Stay within the doctor’s specialty
All doctors, even general practitioners, have their areas of expertise. Therefore, you can maximize time during your child’s doctor’s appointment by focusing on that doctor’s specialty. For example, don’t ask your child’s functional medicine doctor about colonoscopies or MRIs. Save questions about colonoscopies for your child’s gastroenterologist and questions about MRIs for their neurologist.
After the appointment
After the appointment is over, there are still things you can do to maximize the time you had with your child’s doctor.
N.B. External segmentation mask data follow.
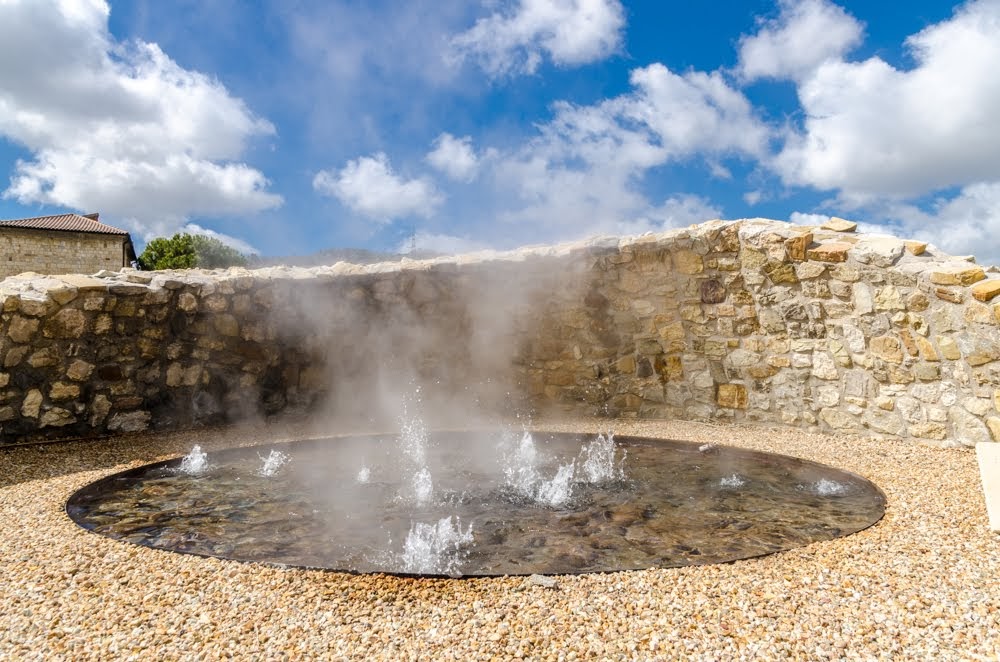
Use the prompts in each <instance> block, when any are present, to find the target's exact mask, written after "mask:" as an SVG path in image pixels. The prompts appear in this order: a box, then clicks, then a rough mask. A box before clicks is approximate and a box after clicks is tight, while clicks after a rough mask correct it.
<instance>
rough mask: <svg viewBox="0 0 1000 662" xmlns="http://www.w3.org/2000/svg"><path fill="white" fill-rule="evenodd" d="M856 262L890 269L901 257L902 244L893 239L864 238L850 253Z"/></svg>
mask: <svg viewBox="0 0 1000 662" xmlns="http://www.w3.org/2000/svg"><path fill="white" fill-rule="evenodd" d="M851 255H853V256H854V259H856V260H857V261H858V262H861V263H862V264H871V265H873V266H876V267H882V268H885V267H891V266H892V265H893V264H895V263H896V260H898V259H899V258H900V257H902V255H903V242H902V241H900V240H899V239H896V238H895V237H865V238H863V239H862V240H861V241H859V242H858V243H857V244H855V246H854V251H853V252H852V253H851Z"/></svg>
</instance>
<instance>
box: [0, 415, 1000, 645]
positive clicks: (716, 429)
mask: <svg viewBox="0 0 1000 662" xmlns="http://www.w3.org/2000/svg"><path fill="white" fill-rule="evenodd" d="M608 423H609V422H608V421H580V422H575V423H570V422H567V423H561V424H558V425H557V424H550V425H546V426H545V427H546V429H551V430H557V429H558V430H563V431H567V432H580V433H583V432H585V433H588V434H596V433H598V432H600V431H603V430H606V429H607V428H608ZM612 425H613V428H614V430H615V431H616V433H617V434H618V435H619V436H626V435H635V436H649V437H660V438H671V439H679V440H684V441H690V442H693V443H697V444H705V443H713V442H714V443H718V442H719V441H720V440H723V439H724V442H723V443H725V444H726V445H732V446H738V447H741V448H747V449H752V450H760V451H766V452H776V453H783V454H788V455H793V456H796V457H801V458H804V459H808V460H811V461H816V462H821V463H825V464H830V465H833V466H837V467H841V468H843V469H846V470H848V471H852V472H854V473H857V474H860V475H862V476H864V477H865V478H868V479H870V480H872V481H874V482H875V483H877V484H878V485H879V487H880V488H881V489H882V490H883V491H884V492H885V495H886V497H887V508H886V514H885V517H884V518H883V519H882V520H881V521H880V522H879V524H878V525H877V526H873V527H870V528H868V529H865V530H863V531H861V532H859V533H856V534H854V535H851V536H846V537H842V538H837V539H834V540H829V541H825V542H820V543H817V544H811V545H807V546H805V547H799V548H795V549H792V550H789V551H786V552H781V553H777V554H771V555H768V556H764V557H760V558H755V559H750V560H746V561H736V562H734V563H728V564H720V565H703V566H687V567H681V568H673V569H654V570H643V571H632V572H615V573H595V574H583V575H572V576H560V577H558V578H557V581H558V588H556V589H547V588H544V587H541V586H535V585H533V584H531V582H530V581H529V580H528V579H527V578H524V577H508V578H503V577H496V578H483V579H462V580H452V579H412V578H405V577H396V576H389V575H349V574H344V573H337V572H328V571H310V570H298V569H287V570H286V569H280V568H275V567H272V566H267V565H260V564H255V563H236V562H232V561H226V560H220V559H214V558H201V557H197V556H191V555H183V554H173V553H169V552H164V551H161V550H156V549H150V548H147V547H142V546H139V545H127V544H123V543H122V542H120V541H116V540H111V539H109V538H105V537H102V536H96V535H94V534H93V533H91V532H88V531H85V530H83V529H81V528H80V527H79V526H77V525H76V524H75V523H74V522H72V521H71V520H70V519H69V518H68V517H67V516H66V513H65V503H66V500H67V499H68V498H69V496H70V495H71V494H72V493H73V492H74V491H76V490H78V489H80V488H82V487H84V486H85V485H87V484H89V483H91V482H93V481H95V480H98V479H100V478H102V477H105V476H108V475H111V474H113V473H116V472H119V471H122V470H125V469H130V468H137V467H139V466H141V465H144V464H148V463H150V462H155V461H162V460H166V459H169V458H171V457H178V456H182V455H185V454H187V453H188V452H189V451H190V449H191V448H192V446H194V445H195V444H198V445H201V447H202V448H203V449H204V451H205V452H207V453H208V454H209V455H210V456H211V454H212V453H214V452H218V451H219V450H221V449H224V448H227V447H232V446H250V445H261V444H267V443H270V442H272V441H274V440H279V439H281V440H289V439H294V438H302V437H305V436H310V435H312V436H317V437H319V436H328V435H329V431H328V430H326V429H318V430H317V429H311V428H306V427H304V426H286V427H279V426H275V425H271V426H261V425H257V426H249V427H241V428H231V429H227V430H208V431H198V432H185V433H175V434H171V435H166V436H164V435H132V436H122V437H116V438H111V439H103V440H96V441H93V442H77V443H71V444H57V445H50V446H35V447H25V448H16V449H3V450H0V467H2V468H3V471H2V472H0V572H2V573H3V579H4V581H3V582H0V657H5V658H11V659H54V658H67V659H74V660H86V659H115V658H126V657H129V656H133V657H136V658H139V659H143V658H148V657H157V658H164V659H218V658H222V657H233V656H235V657H243V658H246V657H256V658H263V659H331V658H334V659H357V660H369V659H380V658H382V659H386V658H392V659H400V658H404V659H409V658H416V657H425V658H426V657H435V658H445V659H448V658H451V659H478V658H491V657H495V658H500V659H510V658H514V657H517V656H521V657H524V658H534V659H547V658H550V657H551V658H558V657H560V656H563V657H566V658H569V657H589V658H600V659H706V658H712V659H719V658H726V659H749V658H756V659H777V658H801V659H827V658H861V659H888V658H903V659H995V658H997V657H998V655H1000V586H998V583H997V581H996V578H997V577H998V576H1000V536H996V535H995V534H991V533H990V532H989V530H988V523H987V518H986V509H985V505H984V503H983V495H982V492H981V490H980V487H979V471H978V467H977V465H976V460H975V456H974V454H973V453H970V452H968V451H963V450H954V449H938V448H931V447H926V446H919V445H912V444H906V443H901V442H894V441H876V440H870V439H864V438H857V437H829V436H823V435H815V434H803V433H802V432H800V431H784V430H774V429H766V428H754V427H742V426H740V427H728V426H719V425H701V424H696V423H684V422H634V421H633V422H628V421H616V422H612ZM358 432H364V430H358ZM264 447H265V448H266V446H264ZM263 454H264V455H266V453H263Z"/></svg>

Introduce treatments one at a time with about a week between each one. Doing so will help you know what is working and what is not working. When introducing treatments, be mindful of your doctor’s instructions about expected vs. unexpected reactions and what you should do in response to each.
Record differences in your child
It is essential to keep a journal of how your child is doing after each intervention because it helps you know what is/isn’t working and gives your child’s doctor information for the next steps.
The following are examples of ways to keep track of your child’s responses to interventions:
- Old-school notebook and a pen work
- Video journaling
- Tracking apps, such as Birdhouse, MySymptoms Food Diary, or Autism Tracker Pro
- Find additional ideas by reading How To Document Your Child’s Progress.
Remain a patient
Most state medical boards require medical doctors to see patients in person once per year. Ensure you remain a patient by making appointments accordingly.
Bonus: Money-saving tips
As mentioned above, doctor’s appointments are expensive. To help offset the cost, you may want to consider implementing one or more of the following money-saving strategies:
- Comparison shop for quality supplements at reasonable prices.
- Be mindful that many kids react to additives in supplements.
- Similarly, some kids cannot tolerate multivitamins and need products that contain only one ingredient.
- Save receipts and deduct out-of-pocket medical expenses from your taxes.
- Examples of medical expenses you may be able to deduct include lab fees, groceries for special diets, appointment fees, travel expenses to and from appointments, and medical equipment.
- Learn more by reading Tax Strategies for Parents of Kids with Special Needs.
- If your child is on a GFCF diet, consider implementing some of the suggestions outlined in The GFCFSF Diet on a Budget.
With some planning and preparation, you can make the most of each visit with your child’s doctor. Keeping a prioritized list of your top concerns, communicating those concerns clearly and concisely to the doctor, and maintaining a journal of reactions to interventions will all help maximize your time with your child’s doctor.